San Filippo Neri is a baroque-style, Roman Catholic church located on the intersection of Corso della Republica and via Santa Maria della Porta, in central Macerata, region of Marche, Italy.

==History==
This church was built by 1611, 2 years after the canonization of San Filippo Neri. It was enlarged and reconsecrated in 1647. A redesign of the layout, hedged as it was in a narrow lot, was commissioned in 1689 by the architect was Giovanni Battista Contini, and completed between 1707 and 1730. The sacristy was completed between 1774 and 1785, but the facade remains unfinished in brick. The oratory was complete by 1718 and by 1742, the convent, now housing the offices of the provincial government.

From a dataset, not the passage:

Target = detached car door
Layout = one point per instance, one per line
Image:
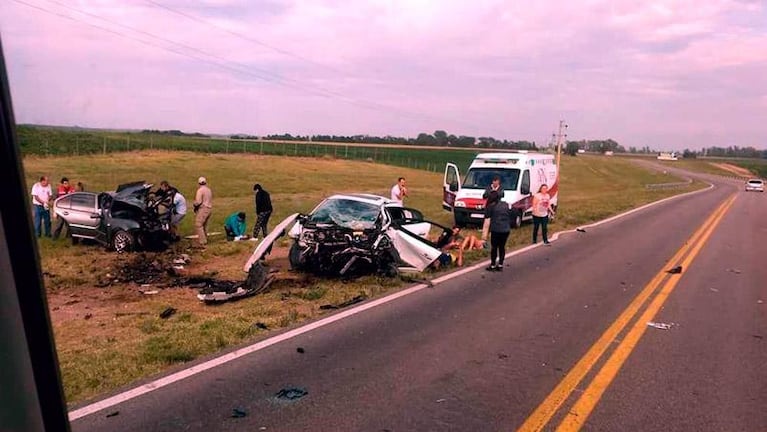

The layout recalls the influence of Borromini and Bernini, specifically the latter's and Carlo Rainaldi's plan for Santa Maria di Montesanto, with an oval main nave surrounded by four shallow chapels with the far end opening to a deeper presbytery. The interior is richly decorated with colored marbles.

The first altar on the right houses an altarpiece depicting the Birth of the Virgin attributed to Girolamo Donnini. The second altar on the right houses an altarpiece depicting the Madonna and Child with Saints Joseph and Anthony of Padua (1755) by Marco Benefial. The first altar on the left houses an altarpiece depicting the Madonna and St Cajetan adore the Child Jesus (1634) by Ludovico Trasi. The second altar on the left houses an altarpiece depicting the Crucifixion (1737) by Francesco Mancini (1679-1758). Mancini also painted the main altarpiece depicting the Madonna and Child with St Phillip in Glory.

The main altar (1764-1770) was completed in polychrome marble by Giovanni Bonessi.